2. The inspection apparatus for a bolted laminate as claimed in claim 1, wherein said first array of thin film piezoelectric transducers and said second array of thin film piezoelectric transducers are electrically connected with a ring electrode as a positive electrode, and wherein said first mounting washer and said second mounting washer are configured as a negative electrode.

3. The inspection apparatus of a bolted laminate as claimed in claim 2, wherein said ring electrode comprises a polyimide film substrate and electroplated copper wire disposed on the polyimide film substrate.

4. The inspection apparatus for a bolted laminate as claimed in claim 3, wherein said polyimide film substrate has a thickness of 100 μm and copper wire has a thickness of 10. Mu.m.

5. The inspection device of a bolted laminate as claimed in claim 1, wherein said inspection chip is an ADG708 chip.

6. The device for inspecting a bolted laminated board according to claim 1, wherein the first piezoelectric thin film sensor, the second piezoelectric thin film sensor, the first thin film piezoelectric sensor array, and the second thin film piezoelectric sensor array comprise an AlCr alloy bonding layer, an AlCrN/AlScN nano piezoelectric coating and an AlCr alloy electrode which are stacked in sequence from inside to outside, wherein the AlCrN/AlScN nano piezoelectric coating is prepared by a method of combining a direct current magnetron sputtering technology with a plasma etching technology, and the AlCrN/AlScN nano piezoelectric coating is formed by alternately depositing a single layer of AlCrN thin film and a single layer of AlScN thin film.

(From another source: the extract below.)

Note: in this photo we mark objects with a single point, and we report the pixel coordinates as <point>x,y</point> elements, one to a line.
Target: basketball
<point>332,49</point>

7. The device for inspecting a bolted laminated board according to claim 6, wherein the single-layer AlCrN film and the single-layer AlScN film have a thickness of 5 to 20 nm, and the AlCrN/AlScN nano-piezoelectric coating has a thickness of 5 to 50 μm.

8. The device for inspecting a bolted laminate according to claim 1, wherein the surface of the first array of thin film piezoelectric sensors remote from the first mounting gasket and the surface of the second array of thin film piezoelectric sensors remote from the second mounting gasket are each provided with a protective gasket.

9. The inspection apparatus for bolted laminates as claimed in claim 8, wherein said protective washers are surface polished until their surface roughness is less than 0.32 microns.

10. The device for detecting the laminated board with the bolts according to claim 1, wherein the detecting chip is electrically connected with an output pin of the single chip microcomputer, and the output pin is used for forming a high-low level state.